Our work has several limitations that highlight directions for future research. First, the cell types and states covered in this work are not exhaustive, and there will continue to be other cell types and more granular cell states uncovered as the scale of sequencing continues to grow. Second, the enhancer–gene-linking strategies can continue to be improved beyond the Roadmap and ABC models incorporated here. Finally, we focus on genome-wide disease heritability (rather than a particular locus); however, our approach can be used to implicate specific genes and gene programs.

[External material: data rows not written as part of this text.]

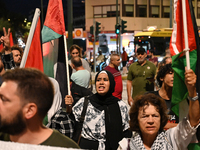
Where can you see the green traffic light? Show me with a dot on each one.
(123, 22)
(98, 28)
(117, 28)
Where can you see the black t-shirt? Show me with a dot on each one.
(173, 118)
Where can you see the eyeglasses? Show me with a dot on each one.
(75, 53)
(140, 53)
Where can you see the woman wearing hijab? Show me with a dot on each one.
(106, 119)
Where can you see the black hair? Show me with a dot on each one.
(162, 72)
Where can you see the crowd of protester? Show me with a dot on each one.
(31, 105)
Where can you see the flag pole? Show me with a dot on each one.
(30, 37)
(68, 107)
(183, 106)
(185, 34)
(67, 67)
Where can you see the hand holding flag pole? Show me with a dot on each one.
(185, 35)
(30, 37)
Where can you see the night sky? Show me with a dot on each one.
(24, 7)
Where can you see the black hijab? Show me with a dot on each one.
(113, 118)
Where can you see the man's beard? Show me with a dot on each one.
(17, 63)
(141, 60)
(14, 127)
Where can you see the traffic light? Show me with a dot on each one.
(98, 28)
(117, 28)
(124, 26)
(91, 30)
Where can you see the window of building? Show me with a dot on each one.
(128, 11)
(105, 11)
(154, 11)
(141, 11)
(166, 12)
(198, 9)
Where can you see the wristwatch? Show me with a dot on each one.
(193, 98)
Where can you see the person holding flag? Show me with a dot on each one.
(148, 117)
(184, 48)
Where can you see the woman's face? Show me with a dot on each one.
(102, 84)
(149, 121)
(74, 53)
(169, 79)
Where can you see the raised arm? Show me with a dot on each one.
(6, 40)
(129, 86)
(194, 112)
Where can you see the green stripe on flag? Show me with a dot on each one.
(48, 34)
(179, 91)
(194, 146)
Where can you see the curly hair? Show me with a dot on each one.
(16, 47)
(162, 72)
(146, 100)
(74, 46)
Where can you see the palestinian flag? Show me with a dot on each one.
(34, 58)
(177, 46)
(54, 25)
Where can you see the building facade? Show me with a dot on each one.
(139, 14)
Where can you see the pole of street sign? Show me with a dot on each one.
(94, 58)
(120, 38)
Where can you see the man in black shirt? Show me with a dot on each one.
(165, 78)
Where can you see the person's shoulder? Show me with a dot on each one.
(150, 63)
(60, 140)
(133, 64)
(153, 92)
(4, 136)
(122, 103)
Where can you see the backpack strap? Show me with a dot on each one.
(85, 104)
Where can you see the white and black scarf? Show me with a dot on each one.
(159, 143)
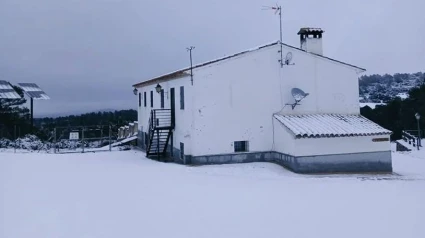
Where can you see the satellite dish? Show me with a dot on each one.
(288, 58)
(298, 95)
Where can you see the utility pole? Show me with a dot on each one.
(191, 66)
(278, 9)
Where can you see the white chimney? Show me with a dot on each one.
(311, 40)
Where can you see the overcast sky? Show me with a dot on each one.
(86, 54)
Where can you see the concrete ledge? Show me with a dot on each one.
(340, 163)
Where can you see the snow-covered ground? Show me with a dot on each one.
(122, 194)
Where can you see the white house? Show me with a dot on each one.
(242, 108)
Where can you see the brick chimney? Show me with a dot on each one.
(311, 40)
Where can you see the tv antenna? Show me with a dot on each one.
(277, 9)
(288, 59)
(298, 95)
(191, 66)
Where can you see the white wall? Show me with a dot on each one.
(339, 145)
(234, 99)
(333, 87)
(182, 132)
(313, 45)
(284, 141)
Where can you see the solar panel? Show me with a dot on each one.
(7, 91)
(34, 91)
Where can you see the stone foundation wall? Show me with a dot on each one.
(340, 163)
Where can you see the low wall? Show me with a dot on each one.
(338, 163)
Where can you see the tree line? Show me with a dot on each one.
(398, 114)
(13, 114)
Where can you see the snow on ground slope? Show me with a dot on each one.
(123, 194)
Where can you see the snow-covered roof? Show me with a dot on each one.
(330, 125)
(372, 104)
(185, 72)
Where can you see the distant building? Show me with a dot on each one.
(240, 109)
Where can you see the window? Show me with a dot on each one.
(241, 146)
(181, 150)
(140, 99)
(144, 98)
(151, 98)
(162, 98)
(181, 97)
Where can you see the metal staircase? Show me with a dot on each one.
(161, 127)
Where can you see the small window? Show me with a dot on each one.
(181, 97)
(162, 98)
(151, 98)
(144, 98)
(140, 99)
(241, 146)
(181, 150)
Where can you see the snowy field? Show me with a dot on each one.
(122, 194)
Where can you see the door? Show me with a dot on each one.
(173, 107)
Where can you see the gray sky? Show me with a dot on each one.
(86, 54)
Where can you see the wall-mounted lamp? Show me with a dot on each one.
(158, 88)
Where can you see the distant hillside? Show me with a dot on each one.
(115, 119)
(121, 117)
(383, 88)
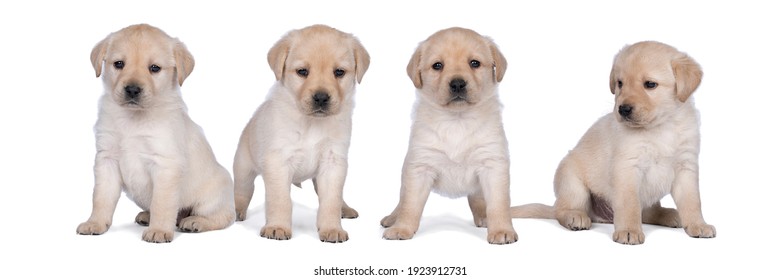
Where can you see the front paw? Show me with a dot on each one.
(701, 231)
(92, 228)
(398, 233)
(504, 236)
(276, 232)
(336, 235)
(158, 236)
(629, 237)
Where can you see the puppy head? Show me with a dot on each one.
(321, 66)
(142, 65)
(456, 67)
(650, 80)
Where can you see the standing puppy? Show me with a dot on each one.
(302, 130)
(630, 159)
(457, 144)
(148, 146)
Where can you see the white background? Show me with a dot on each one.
(556, 85)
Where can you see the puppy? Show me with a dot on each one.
(457, 144)
(302, 130)
(148, 146)
(630, 159)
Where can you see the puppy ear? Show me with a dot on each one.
(184, 62)
(413, 69)
(98, 55)
(361, 60)
(688, 75)
(500, 63)
(277, 56)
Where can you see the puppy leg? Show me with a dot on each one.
(215, 211)
(347, 211)
(495, 183)
(627, 209)
(405, 219)
(658, 215)
(329, 214)
(279, 205)
(477, 205)
(244, 179)
(573, 199)
(104, 197)
(686, 194)
(165, 204)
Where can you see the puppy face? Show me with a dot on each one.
(321, 66)
(142, 64)
(456, 68)
(650, 80)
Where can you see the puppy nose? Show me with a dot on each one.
(321, 98)
(132, 91)
(625, 110)
(457, 86)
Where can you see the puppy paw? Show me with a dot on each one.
(630, 237)
(336, 235)
(276, 232)
(241, 215)
(92, 228)
(388, 221)
(395, 233)
(157, 236)
(574, 220)
(143, 218)
(701, 231)
(504, 236)
(349, 213)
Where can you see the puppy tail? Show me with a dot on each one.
(533, 210)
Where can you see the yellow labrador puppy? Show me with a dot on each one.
(302, 130)
(630, 159)
(457, 144)
(148, 146)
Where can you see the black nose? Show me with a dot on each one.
(457, 86)
(132, 91)
(321, 99)
(625, 110)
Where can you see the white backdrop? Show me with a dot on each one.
(556, 85)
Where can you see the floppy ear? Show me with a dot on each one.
(500, 63)
(413, 69)
(688, 75)
(361, 60)
(184, 62)
(277, 56)
(98, 55)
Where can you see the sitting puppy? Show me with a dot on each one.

Additional limitations are discussed in Supplementary Note.

Looking forward, the gene program–disease links identified by our analyses can be used to guide downstream studies, including designing systematic perturbation experiments91,92 in cell and animal models for functional follow-up. In the long term, with the increasing success of phenome-wide association studies and the integration of multimodal single-cell resolution epigenomics, this framework will continue to be useful in identifying biological mechanisms driving a broad range of diseases.

Methods

Ethical approval

This research complies with all relevant ethical regulations, and the research protocols are approved by the Harvard School of Public Health.

ScRNA-seq data pre-processing

All scRNA-seq datasets in the present study25,26,27,28,29,30,34,42,43,44,45,46,47,48 are publicly available cell-by-gene expression matrices that are aligned to the hg38 human transcriptome (Supplementary Table 1). Each dataset included metadata information for each cell, describing the total number of reads in the cell and which sample the cell corresponds to and, if applicable, its disease status. We transformed each expression matrix to a count matrix by reversing any log(normalization) processing (because each downloaded dataset contained (1) raw counts, (2) normalized log2(TP10K) or (3) normalized log10(TP10K), where TP10K is transcripts per 10,000 transcripts) and standardized the normalization approach across all datasets to account for differences in sequencing depth across cells by normalizing the total number of unique molecular identifiers (UMIs) per cell, converting to TP10K and taking the log of the result to obtain log(10,000 × UMIs/total UMIs + 1), with ‘log2(TP10K + 1)’ as the final expression unit.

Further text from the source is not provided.